Part of the problem was the McCain campaign issued an incorrect fact sheet the night of the debate that said financial institutions would take a hit in the new plan. Mr. McCain did not mention that in his own public pronouncement, and by Wednesday his campaign said the fact sheet was in error.
Mr. McCain also didn't mention Mrs. Clinton or any other author in Tuesday's debate, and in fact seemed to rule out co-authors.
"It's my proposal, it's not Senator Obama's proposal, it's not President Bush's proposal," he said.
But by Thursday, McCain spokesman Brian Rogers said the plan did match what Mrs. Clinton and others had already proposed.

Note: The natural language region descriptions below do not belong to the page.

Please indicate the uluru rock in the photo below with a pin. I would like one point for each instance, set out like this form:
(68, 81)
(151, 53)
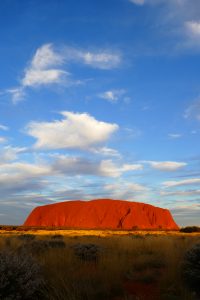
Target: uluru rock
(102, 214)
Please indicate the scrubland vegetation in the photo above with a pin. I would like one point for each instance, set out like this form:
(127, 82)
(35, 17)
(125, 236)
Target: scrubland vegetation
(147, 266)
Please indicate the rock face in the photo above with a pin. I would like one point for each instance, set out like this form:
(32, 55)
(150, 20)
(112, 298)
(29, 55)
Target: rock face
(102, 214)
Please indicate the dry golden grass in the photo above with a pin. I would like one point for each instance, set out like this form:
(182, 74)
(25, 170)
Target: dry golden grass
(129, 263)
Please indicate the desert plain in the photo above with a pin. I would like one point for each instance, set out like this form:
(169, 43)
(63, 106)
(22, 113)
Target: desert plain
(96, 264)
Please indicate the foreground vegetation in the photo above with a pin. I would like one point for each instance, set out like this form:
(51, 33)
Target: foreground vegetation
(57, 266)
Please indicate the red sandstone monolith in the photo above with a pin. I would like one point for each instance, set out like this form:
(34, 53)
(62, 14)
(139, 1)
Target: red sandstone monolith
(102, 214)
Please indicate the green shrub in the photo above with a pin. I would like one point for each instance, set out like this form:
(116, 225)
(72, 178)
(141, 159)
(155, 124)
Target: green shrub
(190, 229)
(87, 252)
(20, 277)
(191, 268)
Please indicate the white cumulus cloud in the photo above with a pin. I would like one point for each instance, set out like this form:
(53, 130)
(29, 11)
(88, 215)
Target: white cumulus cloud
(175, 183)
(166, 165)
(75, 130)
(112, 95)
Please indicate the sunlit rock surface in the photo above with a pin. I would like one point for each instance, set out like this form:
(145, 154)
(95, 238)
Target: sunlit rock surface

Mrs. Clinton last month took to the floor of the Senate to call for updated the Homeowners Loan Corp., a New Deal-era program that also bought mortgages from homeowners and resold them at market value.
But Mrs. Clinton's office said her proposal would require banks to absorb losses from the new mortgages, where Mr. McCain's plan would buy back the original mortgage, meaning the government absorbs its loss of value.
"It's offensive to suggest the new McCain plan is what Senator Clinton proposed," said Clinton spokeswoman Kathleen Strand. "She and Senator Obama are focused on helping struggling homeowners and holding bank lenders responsible. The Bush-McCain strategy to sit back and do nothing is wreaking havoc on our economy. Senator McCain's new plan calls for bailing out and rewarding irresponsible bank and mortgage lenders, while sticking taxpayers with the bill."
Mr. Rogers, the McCain spokesman, said his candidate's plan is also similar to one proposed by former Bush economic adviser R. Glenn Hubbard and Chris Mayer, both of the Columbia Business School. But a day earlier, on a conference call with reporters, Mr. Holtz-Eakin had said he was aware of but hadn't examined the Hubbard proposal.
Some have also compared Mr. McCain's plan to one proposed by the Center for American Progress, a liberal think tank. Mr. Rogers said that was not the case.
McCain has been blasted from the right and the left for his plan, with fiscal conservatives saying they used to be able to predict how he would come down on questions of spending and government intervention.
"You have John McCain who said he's going to veto every bill that contains an earmark, and then just recently said he would have supported the continuing resolution that contained thousands of earmarks. This is a guy that stood up against ethanol subsidies but then supported bailing out the automakers. And this time, this is a guy who wants to hold the line on spending, who wants to give a five-digit welfare check to millions of homeowners," said Andrew Roth, director of government affairs at the Club for Growth, a free-market advocacy group.